For more information on monitoring serverless compute costs, see Monitor the cost of serverless compute.
Unity Catalog will soon drop support for storage credentials that use non-self-assuming IAM roles
Starting on September 20, 2024, Databricks will require that AWS IAM roles for new storage credentials be self-assuming. On January 20, 2025, Databricks will enforce this requirement on all existing storage credentials. Storage credentials that violate this requirement will cease to work, which might cause dependent workloads and jobs to fail. To learn more about this requirement and how to check and update your storage credentials, see Self-assuming role enforcement policy.
The sourceIpAddress field in audit logs will no longer include a port number
Due to a bug, certain authorization and authentication audit logs include a port number in addition to the IP in the sourceIPAddress
field (for example, "sourceIPAddress":"10.2.91.100:0"
). The port number, which is logged as 0
, does not provide any real value and is inconsistent with the rest of the Databricks audit logs. To enhance the consistency of audit logs, Databricks plans to change the format of the IP address for these audit log events. This change will gradually roll out starting in early August 2024.
If the audit log contains a sourceIpAddress
of 0.0.0.0
, Databricks might stop logging it.
Legacy Git integration is EOL on January 31
After January 31, 2024, Databricks will remove legacy notebook Git integrations. This feature has been in legacy status for more than two years, and a deprecation notice has been displayed in the product UI since November 2023.
For details on migrating to Databricks Git folders (formerly Repos) from legacy Git integration, see Switching to Databricks Repos from Legacy Git integration. If this removal impacts you and you need an extension, contact your Databricks account team.
External support ticket submission will soon be deprecated
Databricks is transitioning the support ticket submission experience from help.databricks.com
to the help menu in the Databricks workspace. Support ticket submission via help.databricks.com
will soon be deprecated. You’ll continue to view and triage your tickets at help.databricks.com
.
The in-product experience, which is available if your organization has a Databricks Support contract, integrates with Databricks Assistant to help address your issues quickly without having to submit a ticket.
To access the in-product experience, click your user icon in the top bar of the workspace, and then click Contact Support or type “I need help” into the assistant.
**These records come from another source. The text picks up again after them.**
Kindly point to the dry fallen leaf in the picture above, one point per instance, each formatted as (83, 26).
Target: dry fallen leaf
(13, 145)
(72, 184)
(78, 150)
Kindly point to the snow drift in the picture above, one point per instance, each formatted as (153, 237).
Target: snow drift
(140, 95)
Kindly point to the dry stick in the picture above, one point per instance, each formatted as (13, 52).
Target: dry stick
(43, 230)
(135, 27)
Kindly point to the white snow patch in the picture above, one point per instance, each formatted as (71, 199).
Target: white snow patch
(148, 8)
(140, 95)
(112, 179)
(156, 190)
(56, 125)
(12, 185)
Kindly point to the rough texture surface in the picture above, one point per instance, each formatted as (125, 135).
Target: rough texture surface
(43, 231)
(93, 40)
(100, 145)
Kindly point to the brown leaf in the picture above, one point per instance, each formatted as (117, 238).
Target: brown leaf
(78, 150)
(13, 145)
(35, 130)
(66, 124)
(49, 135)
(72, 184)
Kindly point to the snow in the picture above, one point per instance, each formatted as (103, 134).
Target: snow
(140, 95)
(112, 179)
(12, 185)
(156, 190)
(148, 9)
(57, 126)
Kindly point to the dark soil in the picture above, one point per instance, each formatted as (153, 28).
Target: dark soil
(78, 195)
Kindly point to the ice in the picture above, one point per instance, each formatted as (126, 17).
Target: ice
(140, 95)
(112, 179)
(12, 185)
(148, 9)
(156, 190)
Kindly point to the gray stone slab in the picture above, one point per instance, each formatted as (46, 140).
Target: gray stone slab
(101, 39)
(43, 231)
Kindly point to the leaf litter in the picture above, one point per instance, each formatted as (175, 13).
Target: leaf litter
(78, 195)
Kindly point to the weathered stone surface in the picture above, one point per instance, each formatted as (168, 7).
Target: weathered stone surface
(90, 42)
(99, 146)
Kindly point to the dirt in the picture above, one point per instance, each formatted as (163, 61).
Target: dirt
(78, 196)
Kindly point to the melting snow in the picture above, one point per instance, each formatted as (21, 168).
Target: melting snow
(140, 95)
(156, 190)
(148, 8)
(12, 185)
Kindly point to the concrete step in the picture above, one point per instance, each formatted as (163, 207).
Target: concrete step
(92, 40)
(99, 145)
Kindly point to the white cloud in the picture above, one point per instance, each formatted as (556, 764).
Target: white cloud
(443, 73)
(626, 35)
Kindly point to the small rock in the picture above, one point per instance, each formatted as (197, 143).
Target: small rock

The Contact support modal opens.
If the in-product experience is down, send requests for support with detailed information about your issue to help@databricks.com. For more information, see Get help.
JDK8 and JDK11 will be unsupported
Databricks plans to remove JDK 8 support with the next major Databricks Runtime version, when Spark 4.0 releases. Databricks plans to remove JDK 11 support with the next LTS version of Databricks Runtime 14.x.
Automatic enablement of Unity Catalog for new workspaces
Databricks has begun to enable Unity Catalog automatically for new workspaces. This removes the need for account admins to configure Unity Catalog after a workspace is created. Rollout is proceeding gradually across accounts.
sqlite-jdbc upgrade
Databricks Runtime plans to upgrade the sqlite-jdbc version from 3.8.11.2 to 3.42.0.0 in all Databricks Runtime maintenance releases. The APIs of version 3.42.0.0 are not fully compatible with 3.8.11.2. Confirm your methods and return type use version 3.42.0.0.
If you are using sqlite-jdbc in your code, check the sqlite-jdbc compatibility report.